Een grossier is een persoon die, of een groothandelsbedrijf dat goederen in grote partijen inkoopt en deze als tussenhandelaar doorverkoopt aan detailhandels of professionele grootverbruikers, zoals horecabedrijven of verzorgingshuizen.

Een grossier koopt meestal kant-en-klare goederen in op de binnenlandse markt, en heeft gewoonlijk een assortiment dat één bepaalde goederengroep, zoals kruidenierswaren, vertegenwoordigt.

In economische zin levert een grossier zowel voordelen op voor fabrikanten, die grote hoeveelheden tegelijk kunnen afzetten bij enkele afnemers, als voor detailhandelaren, die bij één leverancier vele verschillende soorten goederen van diverse merken kunnen afnemen. Nadelen ontstaan als er ten opzichte van fabrikanten een monopsonie of oligopsonie ontstaat, waarbij de grossier een dusdanige machtspositie verwerft dat hij de prijs kan bepalen, of wanneer ten opzichte van detaillisten een monopolie of oligopolie ontstaat.

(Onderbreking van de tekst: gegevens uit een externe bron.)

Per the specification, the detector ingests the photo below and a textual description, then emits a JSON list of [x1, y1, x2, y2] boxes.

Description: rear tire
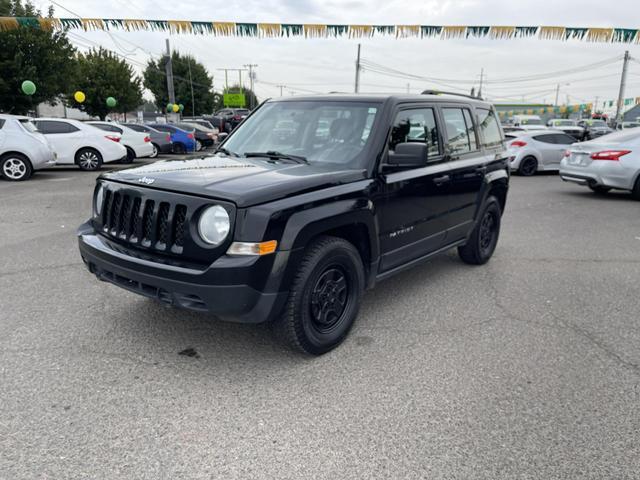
[[589, 185, 611, 195], [173, 143, 187, 155], [631, 176, 640, 200], [458, 197, 502, 265], [122, 147, 136, 163], [518, 156, 538, 177], [273, 236, 365, 355], [0, 153, 33, 182], [76, 148, 102, 172]]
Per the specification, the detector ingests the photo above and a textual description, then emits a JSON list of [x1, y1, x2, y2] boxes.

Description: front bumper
[[78, 222, 288, 323]]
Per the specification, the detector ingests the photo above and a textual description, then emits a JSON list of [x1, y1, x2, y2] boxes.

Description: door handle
[[433, 175, 451, 187]]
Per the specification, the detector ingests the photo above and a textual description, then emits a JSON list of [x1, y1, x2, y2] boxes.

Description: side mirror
[[387, 142, 429, 167]]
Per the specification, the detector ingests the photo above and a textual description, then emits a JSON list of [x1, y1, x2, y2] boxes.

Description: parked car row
[[505, 123, 640, 200], [0, 115, 224, 181]]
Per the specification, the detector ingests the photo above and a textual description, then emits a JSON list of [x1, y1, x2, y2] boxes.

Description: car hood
[[101, 155, 366, 207]]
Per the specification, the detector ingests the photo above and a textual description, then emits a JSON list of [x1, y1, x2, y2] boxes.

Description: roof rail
[[422, 90, 482, 100]]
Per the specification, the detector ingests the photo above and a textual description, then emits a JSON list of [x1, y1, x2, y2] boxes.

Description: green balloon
[[22, 80, 36, 95]]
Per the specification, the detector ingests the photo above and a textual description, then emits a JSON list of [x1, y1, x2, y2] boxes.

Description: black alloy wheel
[[458, 196, 502, 265], [273, 236, 365, 355], [518, 157, 538, 177]]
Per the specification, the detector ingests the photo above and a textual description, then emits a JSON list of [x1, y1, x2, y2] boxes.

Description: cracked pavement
[[0, 164, 640, 480]]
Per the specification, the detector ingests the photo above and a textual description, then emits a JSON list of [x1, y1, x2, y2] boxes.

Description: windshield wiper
[[218, 147, 240, 157], [244, 150, 309, 163]]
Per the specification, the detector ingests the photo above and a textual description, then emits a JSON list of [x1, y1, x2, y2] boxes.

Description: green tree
[[144, 51, 214, 116], [0, 0, 76, 114], [67, 47, 143, 119]]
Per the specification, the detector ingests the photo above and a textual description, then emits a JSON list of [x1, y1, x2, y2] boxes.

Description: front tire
[[0, 153, 33, 182], [458, 197, 502, 265], [518, 157, 538, 177], [274, 236, 365, 355], [149, 143, 160, 158], [76, 148, 102, 172]]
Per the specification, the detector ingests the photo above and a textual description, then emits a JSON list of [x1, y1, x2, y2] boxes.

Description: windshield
[[224, 101, 379, 166], [18, 118, 38, 133], [553, 120, 576, 127]]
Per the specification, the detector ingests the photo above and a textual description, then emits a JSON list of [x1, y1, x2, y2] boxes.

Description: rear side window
[[37, 120, 79, 134], [476, 108, 502, 148], [389, 108, 440, 157], [533, 133, 556, 143], [442, 108, 478, 155]]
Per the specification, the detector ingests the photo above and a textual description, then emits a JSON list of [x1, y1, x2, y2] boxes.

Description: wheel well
[[0, 150, 33, 167], [321, 223, 371, 273], [73, 147, 102, 164], [489, 181, 507, 212]]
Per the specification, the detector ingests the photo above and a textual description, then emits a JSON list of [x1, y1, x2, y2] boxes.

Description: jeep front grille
[[100, 189, 188, 253]]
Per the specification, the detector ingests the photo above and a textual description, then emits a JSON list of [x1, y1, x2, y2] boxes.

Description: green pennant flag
[[612, 28, 638, 43], [327, 25, 349, 37], [467, 27, 491, 38], [373, 25, 396, 35], [236, 23, 258, 37], [564, 27, 588, 40], [191, 22, 213, 35], [420, 25, 442, 38], [514, 27, 538, 38]]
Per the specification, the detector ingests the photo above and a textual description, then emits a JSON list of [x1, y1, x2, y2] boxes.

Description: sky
[[33, 0, 640, 109]]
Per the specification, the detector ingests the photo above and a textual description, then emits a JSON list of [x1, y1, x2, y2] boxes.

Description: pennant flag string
[[0, 17, 640, 43]]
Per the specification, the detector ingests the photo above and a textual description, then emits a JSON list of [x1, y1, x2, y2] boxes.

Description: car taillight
[[591, 150, 631, 162]]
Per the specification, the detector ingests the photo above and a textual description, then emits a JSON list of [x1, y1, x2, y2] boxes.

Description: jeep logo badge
[[138, 177, 156, 185]]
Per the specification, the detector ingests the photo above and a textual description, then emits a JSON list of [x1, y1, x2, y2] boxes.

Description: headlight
[[198, 205, 231, 245], [93, 184, 104, 217]]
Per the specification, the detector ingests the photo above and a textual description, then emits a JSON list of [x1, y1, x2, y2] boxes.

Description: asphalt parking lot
[[0, 163, 640, 479]]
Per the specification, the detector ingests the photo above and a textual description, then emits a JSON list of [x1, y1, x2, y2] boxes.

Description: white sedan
[[35, 118, 127, 170], [0, 115, 56, 181], [505, 130, 576, 177], [560, 129, 640, 200], [87, 121, 153, 163]]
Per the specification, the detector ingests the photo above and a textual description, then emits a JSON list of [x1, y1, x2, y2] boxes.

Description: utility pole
[[355, 44, 360, 93], [165, 38, 176, 104], [243, 63, 258, 110], [615, 50, 629, 126], [187, 57, 196, 117]]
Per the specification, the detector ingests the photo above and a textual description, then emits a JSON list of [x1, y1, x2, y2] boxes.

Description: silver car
[[0, 115, 56, 182], [505, 130, 576, 177], [560, 128, 640, 200]]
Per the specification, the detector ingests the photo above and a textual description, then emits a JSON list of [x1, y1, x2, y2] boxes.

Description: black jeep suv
[[78, 94, 509, 354]]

Het woord grossier komt van het Franse en gros met de betekenis in het groot, in grote hoeveelheden.

Het woord is aan inflatie onderhevig: Heel wat detailhandels in allerlei producten noemen zich grossier, om de indruk te wekken dat ze over grote hoeveelheden beschikken en dan dus wel goedkoop zullen zijn, terwijl ze in feite aan kleinverbruikers leveren.

In figuurlijke zin wordt het woord grossieren, vaak ironisch, toegepast om aan te geven dat iets in grote hoeveelheden ter beschikking wordt gesteld, bijvoorbeeld: Hij grossiert in mooie beloften.